Efforts to manage an outbreak by simply administratively eliminating cases because of unrealistic requirements can lead to gross undercounts and undetected spread of virus.  The analogies with the bird flu management in southeast Asia have some striking parallels.  The bird flu undercounts were driven by several factors, including unreported data, untested patients, and using tests with poor sensitivity.  False negatives due to poor testing procedure or sample degradation also contributed to the gross undercount.

The data management practices have been particularly disastrous in Vietnam, which is likely to be the epicenter of the next flu pandemic, which may have already begun.  In spite of almost daily press releases citing provinces that were bird flu free because of no detectable virus, a recent report indicated that 71% of the ducks in all 11 provinces in the Mekong Delta were positive for H5N1, as were about 25% of the chickens.  These numbers were so high, that management via culling was considered to be a poor option. 

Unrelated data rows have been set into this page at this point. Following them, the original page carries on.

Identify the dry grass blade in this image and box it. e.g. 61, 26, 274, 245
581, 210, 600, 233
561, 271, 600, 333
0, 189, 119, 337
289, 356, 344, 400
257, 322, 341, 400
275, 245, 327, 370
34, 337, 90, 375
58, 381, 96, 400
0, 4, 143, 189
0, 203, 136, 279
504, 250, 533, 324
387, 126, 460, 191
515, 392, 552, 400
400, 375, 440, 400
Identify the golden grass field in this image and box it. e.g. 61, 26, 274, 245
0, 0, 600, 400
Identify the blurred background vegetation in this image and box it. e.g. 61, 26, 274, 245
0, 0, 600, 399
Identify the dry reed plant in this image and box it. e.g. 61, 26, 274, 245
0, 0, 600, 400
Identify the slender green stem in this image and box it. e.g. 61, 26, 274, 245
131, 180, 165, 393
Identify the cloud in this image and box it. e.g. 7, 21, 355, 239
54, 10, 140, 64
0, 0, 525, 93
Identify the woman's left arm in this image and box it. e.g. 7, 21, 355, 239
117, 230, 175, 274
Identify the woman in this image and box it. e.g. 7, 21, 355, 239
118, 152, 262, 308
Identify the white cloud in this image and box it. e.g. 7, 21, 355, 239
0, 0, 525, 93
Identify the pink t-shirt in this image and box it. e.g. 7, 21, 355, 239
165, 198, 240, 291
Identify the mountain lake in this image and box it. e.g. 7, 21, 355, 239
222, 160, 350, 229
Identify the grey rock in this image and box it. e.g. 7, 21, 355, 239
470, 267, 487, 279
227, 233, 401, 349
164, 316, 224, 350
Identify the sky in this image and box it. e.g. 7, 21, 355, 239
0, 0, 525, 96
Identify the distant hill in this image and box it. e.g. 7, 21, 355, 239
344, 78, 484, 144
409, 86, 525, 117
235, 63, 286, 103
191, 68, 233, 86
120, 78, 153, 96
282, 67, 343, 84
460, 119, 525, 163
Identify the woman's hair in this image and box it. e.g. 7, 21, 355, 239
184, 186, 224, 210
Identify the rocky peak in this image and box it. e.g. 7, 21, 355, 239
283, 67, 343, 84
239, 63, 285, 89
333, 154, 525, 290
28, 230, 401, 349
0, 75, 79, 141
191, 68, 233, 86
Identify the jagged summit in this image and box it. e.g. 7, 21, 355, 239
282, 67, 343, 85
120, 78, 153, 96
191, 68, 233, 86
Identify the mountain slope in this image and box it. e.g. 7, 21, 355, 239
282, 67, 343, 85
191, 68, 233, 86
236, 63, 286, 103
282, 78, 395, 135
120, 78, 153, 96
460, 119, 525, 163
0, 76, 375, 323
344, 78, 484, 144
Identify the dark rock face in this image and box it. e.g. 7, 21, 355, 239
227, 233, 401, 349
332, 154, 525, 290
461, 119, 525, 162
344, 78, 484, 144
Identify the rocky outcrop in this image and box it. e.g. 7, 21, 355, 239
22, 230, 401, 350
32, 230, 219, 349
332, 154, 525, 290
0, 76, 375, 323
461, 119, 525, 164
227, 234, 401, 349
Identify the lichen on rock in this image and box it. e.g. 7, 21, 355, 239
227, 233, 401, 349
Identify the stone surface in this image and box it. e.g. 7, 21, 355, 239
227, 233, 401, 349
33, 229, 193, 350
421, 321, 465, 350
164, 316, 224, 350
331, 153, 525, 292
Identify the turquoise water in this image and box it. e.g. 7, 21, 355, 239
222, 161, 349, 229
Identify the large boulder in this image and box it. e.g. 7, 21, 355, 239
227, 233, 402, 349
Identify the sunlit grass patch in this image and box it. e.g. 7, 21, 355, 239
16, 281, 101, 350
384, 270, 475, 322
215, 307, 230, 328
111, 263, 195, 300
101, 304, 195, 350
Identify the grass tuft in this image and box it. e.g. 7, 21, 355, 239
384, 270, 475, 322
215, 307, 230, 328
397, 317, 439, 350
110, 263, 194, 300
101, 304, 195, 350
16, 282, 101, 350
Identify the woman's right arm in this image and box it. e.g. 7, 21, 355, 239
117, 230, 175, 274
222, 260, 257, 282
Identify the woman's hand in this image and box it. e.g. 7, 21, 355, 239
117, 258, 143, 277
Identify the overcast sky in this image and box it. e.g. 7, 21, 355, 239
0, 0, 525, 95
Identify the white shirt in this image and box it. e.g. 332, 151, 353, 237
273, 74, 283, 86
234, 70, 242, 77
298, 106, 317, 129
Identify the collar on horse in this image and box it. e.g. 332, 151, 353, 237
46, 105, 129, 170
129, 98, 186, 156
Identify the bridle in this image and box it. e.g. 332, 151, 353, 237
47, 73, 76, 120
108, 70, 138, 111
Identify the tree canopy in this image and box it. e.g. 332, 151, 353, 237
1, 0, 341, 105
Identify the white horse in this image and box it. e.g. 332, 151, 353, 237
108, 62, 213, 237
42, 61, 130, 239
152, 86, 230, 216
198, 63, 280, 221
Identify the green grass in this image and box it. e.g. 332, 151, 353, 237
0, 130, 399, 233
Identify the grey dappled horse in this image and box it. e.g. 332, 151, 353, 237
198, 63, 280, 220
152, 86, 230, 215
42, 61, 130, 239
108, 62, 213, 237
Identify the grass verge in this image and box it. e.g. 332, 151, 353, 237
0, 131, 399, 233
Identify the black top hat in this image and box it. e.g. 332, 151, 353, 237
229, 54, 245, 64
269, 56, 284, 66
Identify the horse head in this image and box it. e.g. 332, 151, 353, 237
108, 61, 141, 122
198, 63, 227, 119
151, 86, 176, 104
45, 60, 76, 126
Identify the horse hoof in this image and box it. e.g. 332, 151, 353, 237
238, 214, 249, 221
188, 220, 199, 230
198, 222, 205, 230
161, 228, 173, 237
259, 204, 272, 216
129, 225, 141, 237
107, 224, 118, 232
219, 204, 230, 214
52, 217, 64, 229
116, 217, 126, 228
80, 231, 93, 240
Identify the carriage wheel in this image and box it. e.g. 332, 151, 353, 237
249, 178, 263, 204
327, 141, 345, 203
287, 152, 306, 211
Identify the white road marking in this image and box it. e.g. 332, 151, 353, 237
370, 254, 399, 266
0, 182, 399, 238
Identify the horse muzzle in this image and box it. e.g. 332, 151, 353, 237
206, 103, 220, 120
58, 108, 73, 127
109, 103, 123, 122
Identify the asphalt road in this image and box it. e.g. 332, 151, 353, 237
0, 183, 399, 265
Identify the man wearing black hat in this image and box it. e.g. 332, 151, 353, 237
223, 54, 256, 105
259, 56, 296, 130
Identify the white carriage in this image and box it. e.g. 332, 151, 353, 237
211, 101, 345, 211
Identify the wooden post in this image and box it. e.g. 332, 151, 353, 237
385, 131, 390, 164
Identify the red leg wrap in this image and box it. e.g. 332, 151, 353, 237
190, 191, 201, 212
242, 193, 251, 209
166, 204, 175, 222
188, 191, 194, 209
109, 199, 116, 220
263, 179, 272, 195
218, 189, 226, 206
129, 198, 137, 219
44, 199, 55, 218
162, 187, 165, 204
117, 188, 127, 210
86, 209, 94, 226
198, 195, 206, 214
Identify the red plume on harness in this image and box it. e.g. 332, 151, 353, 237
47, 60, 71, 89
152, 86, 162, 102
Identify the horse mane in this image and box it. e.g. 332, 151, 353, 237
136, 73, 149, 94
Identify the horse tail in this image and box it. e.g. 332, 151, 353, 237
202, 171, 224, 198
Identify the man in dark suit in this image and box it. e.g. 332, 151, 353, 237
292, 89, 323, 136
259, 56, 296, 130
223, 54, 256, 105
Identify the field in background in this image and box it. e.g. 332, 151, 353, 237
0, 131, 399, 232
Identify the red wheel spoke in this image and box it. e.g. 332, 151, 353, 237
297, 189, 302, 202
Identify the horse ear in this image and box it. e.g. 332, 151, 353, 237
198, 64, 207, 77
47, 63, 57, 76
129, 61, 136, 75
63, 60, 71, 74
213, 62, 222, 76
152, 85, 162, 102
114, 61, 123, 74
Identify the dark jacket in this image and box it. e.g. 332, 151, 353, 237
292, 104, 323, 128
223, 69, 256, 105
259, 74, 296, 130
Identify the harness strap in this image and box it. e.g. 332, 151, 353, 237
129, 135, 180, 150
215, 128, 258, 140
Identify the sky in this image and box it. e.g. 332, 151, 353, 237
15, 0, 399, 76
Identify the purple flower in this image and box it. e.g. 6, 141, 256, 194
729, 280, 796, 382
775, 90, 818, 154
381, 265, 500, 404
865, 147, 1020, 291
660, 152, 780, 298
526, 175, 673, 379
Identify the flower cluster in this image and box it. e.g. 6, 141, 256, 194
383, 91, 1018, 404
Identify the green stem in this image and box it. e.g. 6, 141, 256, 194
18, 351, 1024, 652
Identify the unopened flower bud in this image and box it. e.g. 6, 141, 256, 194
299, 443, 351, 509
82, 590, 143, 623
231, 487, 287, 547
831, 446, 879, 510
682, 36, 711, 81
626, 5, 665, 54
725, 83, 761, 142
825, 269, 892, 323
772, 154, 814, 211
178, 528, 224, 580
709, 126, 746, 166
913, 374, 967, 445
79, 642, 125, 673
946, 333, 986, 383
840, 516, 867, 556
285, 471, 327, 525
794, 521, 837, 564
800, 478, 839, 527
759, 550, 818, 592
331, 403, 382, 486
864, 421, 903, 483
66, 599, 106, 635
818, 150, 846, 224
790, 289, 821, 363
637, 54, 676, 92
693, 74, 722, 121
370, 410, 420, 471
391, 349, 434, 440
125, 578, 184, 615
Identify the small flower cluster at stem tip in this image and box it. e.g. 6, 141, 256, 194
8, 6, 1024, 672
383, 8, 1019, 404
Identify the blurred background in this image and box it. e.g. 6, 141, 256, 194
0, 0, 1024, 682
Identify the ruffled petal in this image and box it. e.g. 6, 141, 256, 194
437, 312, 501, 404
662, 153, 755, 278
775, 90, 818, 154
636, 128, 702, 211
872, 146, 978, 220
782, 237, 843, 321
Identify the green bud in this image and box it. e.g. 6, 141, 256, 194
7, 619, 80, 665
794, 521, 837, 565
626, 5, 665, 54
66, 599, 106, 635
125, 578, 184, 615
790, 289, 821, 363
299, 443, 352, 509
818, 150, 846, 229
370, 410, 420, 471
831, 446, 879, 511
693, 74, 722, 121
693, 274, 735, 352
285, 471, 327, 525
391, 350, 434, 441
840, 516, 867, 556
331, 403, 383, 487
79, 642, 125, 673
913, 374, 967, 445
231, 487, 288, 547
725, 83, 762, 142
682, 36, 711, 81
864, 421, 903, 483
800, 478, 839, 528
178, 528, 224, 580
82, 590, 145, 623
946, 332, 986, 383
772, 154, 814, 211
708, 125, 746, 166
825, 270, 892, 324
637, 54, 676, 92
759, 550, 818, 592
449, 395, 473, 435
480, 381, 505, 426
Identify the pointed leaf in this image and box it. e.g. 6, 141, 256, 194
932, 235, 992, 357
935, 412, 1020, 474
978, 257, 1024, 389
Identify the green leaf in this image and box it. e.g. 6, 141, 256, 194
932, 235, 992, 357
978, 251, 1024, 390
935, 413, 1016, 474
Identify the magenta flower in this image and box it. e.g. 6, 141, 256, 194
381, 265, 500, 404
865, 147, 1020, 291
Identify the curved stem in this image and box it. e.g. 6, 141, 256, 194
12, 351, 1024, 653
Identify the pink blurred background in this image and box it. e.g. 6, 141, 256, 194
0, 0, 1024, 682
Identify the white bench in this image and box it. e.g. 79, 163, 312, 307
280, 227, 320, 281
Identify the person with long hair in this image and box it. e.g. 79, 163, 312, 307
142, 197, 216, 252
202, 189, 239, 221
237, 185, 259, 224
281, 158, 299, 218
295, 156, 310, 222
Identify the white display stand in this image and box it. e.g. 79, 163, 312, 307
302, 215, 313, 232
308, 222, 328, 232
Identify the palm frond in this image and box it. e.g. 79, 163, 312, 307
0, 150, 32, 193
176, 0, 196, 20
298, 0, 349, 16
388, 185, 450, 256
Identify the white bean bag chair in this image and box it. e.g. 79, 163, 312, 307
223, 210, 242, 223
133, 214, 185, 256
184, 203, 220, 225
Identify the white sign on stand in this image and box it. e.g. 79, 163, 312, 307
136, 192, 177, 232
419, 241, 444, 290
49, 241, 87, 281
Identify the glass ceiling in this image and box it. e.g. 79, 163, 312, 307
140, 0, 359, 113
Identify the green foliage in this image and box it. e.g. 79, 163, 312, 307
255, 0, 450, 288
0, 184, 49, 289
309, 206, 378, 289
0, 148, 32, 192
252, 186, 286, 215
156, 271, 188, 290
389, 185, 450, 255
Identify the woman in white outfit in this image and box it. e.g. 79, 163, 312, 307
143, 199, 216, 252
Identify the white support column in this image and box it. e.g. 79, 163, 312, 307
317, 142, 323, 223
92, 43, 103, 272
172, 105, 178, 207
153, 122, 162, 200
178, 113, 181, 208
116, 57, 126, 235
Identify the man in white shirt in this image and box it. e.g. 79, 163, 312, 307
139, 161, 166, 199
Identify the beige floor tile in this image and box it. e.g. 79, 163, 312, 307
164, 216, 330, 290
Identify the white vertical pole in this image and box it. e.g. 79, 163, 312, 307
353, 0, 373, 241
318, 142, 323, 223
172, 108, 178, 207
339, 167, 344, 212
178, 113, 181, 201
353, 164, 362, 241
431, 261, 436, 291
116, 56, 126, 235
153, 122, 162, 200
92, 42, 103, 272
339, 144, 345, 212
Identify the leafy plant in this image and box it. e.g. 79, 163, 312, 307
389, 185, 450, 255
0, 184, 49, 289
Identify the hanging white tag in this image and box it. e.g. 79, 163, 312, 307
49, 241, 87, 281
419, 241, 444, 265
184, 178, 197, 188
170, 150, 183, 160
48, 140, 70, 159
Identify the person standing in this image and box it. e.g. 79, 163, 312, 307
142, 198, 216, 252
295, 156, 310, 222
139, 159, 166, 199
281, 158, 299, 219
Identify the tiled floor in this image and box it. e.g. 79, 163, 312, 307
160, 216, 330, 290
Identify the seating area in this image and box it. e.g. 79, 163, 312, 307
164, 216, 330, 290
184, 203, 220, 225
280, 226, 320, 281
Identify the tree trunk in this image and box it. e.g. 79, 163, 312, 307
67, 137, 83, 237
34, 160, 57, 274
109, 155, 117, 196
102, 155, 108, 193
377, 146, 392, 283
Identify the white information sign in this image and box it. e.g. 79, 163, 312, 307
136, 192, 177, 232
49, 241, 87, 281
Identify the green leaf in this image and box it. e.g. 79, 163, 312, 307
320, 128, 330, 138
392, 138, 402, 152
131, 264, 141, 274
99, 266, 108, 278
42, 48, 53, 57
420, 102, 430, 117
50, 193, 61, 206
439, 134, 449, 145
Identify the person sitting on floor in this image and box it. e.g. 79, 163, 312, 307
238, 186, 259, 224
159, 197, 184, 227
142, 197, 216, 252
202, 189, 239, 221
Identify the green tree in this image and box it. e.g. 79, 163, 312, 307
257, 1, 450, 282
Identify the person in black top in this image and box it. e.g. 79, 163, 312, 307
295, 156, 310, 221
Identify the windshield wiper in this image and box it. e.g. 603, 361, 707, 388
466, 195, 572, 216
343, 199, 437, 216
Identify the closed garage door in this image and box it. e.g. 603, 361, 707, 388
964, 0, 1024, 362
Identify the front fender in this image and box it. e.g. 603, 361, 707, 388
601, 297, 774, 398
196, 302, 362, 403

Similarly, the size of human clusters continues to grow.  Confirmatory data from the largest clusters is being withheld while 1000 samples are sent to the CDC for analysis.  Since these samples were collected over 3 weeks ago, it would seem that most of the samples are positive, and CDC is analyzing sequences to identify which molecular changes are correlating with which clinical diseases.  However, it seems quite clear that while Vietnam was administratively eliminating the virus, the H5N1 virus itself became so entrenched that the number of options has diminished.

Unfortunately, the administrative management of Marburg via press release and reclassification appears to be on the same misdirected path.  The approach eliminates reports of virus that don't match models or wishful thinking, while the virus continues to spread beyond control.